El origen de la mutación puede explicarse en razón de circunstancias de naturaleza global, pero sobre todo económicas. Entre 1990 y 1996, las ventas de Estados Unidos a China crecieron un 90%; en 1997, el comercio bilateral alcanzó la suma de 42.800 millones de dólares; USA es el segundo socio comercial de China en orden de importancia y China ocupa la quinta posición en el comercio exterior estadounidense. Por otra parte, según el Banco Mundial, las oportunidades en materia de proyectos de infraestructura a desarrollar en China en la próxima década pueden valorarse en casi un billón de dólares. Asi las cosas, no es de extrañar que la “China roja” tenga en el empresariado americano, al igual que en el hongkonés o taiwanés, su más incondicional aliado. Importantes acuerdos se vislumbran en materia de cooperación nuclear, en clara rivalidad con Rusia, y también aeronáutica.

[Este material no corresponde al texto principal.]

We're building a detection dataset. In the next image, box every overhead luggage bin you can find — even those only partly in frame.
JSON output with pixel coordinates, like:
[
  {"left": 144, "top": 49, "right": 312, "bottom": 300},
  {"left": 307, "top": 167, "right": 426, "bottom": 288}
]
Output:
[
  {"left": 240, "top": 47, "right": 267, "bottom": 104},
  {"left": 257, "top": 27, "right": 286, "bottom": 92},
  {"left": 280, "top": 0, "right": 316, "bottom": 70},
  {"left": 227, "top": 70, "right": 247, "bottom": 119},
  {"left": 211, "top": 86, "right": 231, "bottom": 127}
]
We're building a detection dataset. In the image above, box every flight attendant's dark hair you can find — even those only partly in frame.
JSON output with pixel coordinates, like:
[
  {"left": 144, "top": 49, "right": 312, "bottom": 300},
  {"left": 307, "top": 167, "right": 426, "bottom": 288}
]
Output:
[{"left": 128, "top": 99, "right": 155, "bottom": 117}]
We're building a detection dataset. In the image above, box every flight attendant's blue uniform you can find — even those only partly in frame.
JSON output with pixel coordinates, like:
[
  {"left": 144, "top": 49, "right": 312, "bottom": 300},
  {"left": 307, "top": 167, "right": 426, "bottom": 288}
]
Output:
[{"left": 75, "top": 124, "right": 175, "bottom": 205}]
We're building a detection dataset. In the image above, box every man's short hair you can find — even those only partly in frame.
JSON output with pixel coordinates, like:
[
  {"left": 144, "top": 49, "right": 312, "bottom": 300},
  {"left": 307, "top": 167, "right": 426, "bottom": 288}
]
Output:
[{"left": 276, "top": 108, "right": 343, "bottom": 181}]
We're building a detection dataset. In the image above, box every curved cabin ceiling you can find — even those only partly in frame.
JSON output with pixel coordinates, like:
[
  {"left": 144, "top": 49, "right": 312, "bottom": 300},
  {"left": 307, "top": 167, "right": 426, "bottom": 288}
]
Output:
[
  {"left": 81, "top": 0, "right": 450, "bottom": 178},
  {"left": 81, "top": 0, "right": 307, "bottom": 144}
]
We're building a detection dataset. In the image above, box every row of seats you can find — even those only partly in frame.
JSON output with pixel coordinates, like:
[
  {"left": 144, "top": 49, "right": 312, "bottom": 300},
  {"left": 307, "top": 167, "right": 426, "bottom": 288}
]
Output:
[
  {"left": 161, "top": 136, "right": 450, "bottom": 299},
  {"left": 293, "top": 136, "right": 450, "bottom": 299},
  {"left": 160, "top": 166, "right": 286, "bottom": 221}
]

China, como es lógico, apuesta muy en serio por la normalización de sus relaciones con Estados Unidos y parece estar dispuesta a hacer concesiones en más de un sentido con el fin de mejorar su imagen ante la comunidad internacional. Más veloz en lo económico: reducción importante de aranceles, mayor protección de los derechos de propiedad intelectual y, en general, incremento de las facilidades para el acceso de las empresas norteamericanas al inmenso mercado chino. En idéntico orden de cosas, Beijing, a cambio, espera encontrar menos problemas para adquirir alta tecnología, ingresar, por fin, en la OMC, etc. Más allá de lo estrictamente económico, el guión chino impone en otras materias la llamada “diplomacia del gota a gota”: una firma de un pacto internacional hoy, una liberación mañana… Concesiones simbólicas que no afectan, por ahora, a lo fundamental y que no producen en modo alguno, ni en su sociedad ni en su capa dirigente, la imagen de una cesión humillante para obtener ventajas materiales. Pese a sus carencias, el resultado de esta política es bien conocido: Estados Unidos ha dejado de apoyar en los foros internacionales las mociones críticas con China en relación a los derechos humanos.

China crece en importancia en la política exterior estadounidense. Son cada vez más las cuestiones en las que Washington precisa contar con Beijing en el escenario regional e internacional. Por supuesto en materia de seguridad regional (Corea, Camboya, la proliferación nuclear) pero igualmente en materia económica. La crisis de Japón bien pudiera agravarse con una devaluación del yuan chino, afectando seriamente a la economía estadounidense. El papel estabilizador desempeñado por Beijing frente a los desórdenes financieros que están sacudiendo la región, incrementa esa proyección. Pero Washington necesita igualmente vencer las resistencias de China, miembro del Consejo de Seguridad de la ONU, para legitimar el creciente uso de la intervención, en apariencia multilateral, como mecanismo de respuesta a crisis internacionales graves.

Japón y Taiwán son los otros dos vértices insoslayables que condicionan esta relación. El acuerdo de cooperación militar firmado en septiembre último entre Japón y Estados Unidos incluye en el paraguas de protección, en caso de crisis, a unas ambiguas “zonas aledañas” que China interpreta como una clara alusión aTaiwán y otras islas que reivindica desde hace tiempo. Taiwán, lo ha dicho Qian Qichen, es el talón de aquiles de las relaciones Beijing-Washington y el principal factor sobre el que pivotan las posibilidades de normalización o de perturbación. Reales o no, los intentos de influir con donativos en un cambio de política del Partido Demócrata en relación a China, se explicarían fundamentalmente por la necesidad de reducir la influencia del lobby taiwanés en la Casa Blanca.

En suma, con gran habilidad y paciencia, por supuesto, oriental, China ha conseguido llevar el gato al agua, es decir, atraer a la Administracion estadounidense a sus posiciones, e iniciar la vertebración, por ahora con éxito, de una asociación estratégica (no una alianza, sino una relación normal entre países, en palabras de Liu Huaqiu, director de la oficina de asuntos exteriores del Consejo de Estado) que hace solo un par de años hubiera sido impensable. Clinton, contagiado del pragmatismo chino, recibirá los honores de jefe de Estado en la misma plaza de Tiannanmen que hace casi diez años la CNN convertía en simbolo mediático de una nueva “masacre comunista”.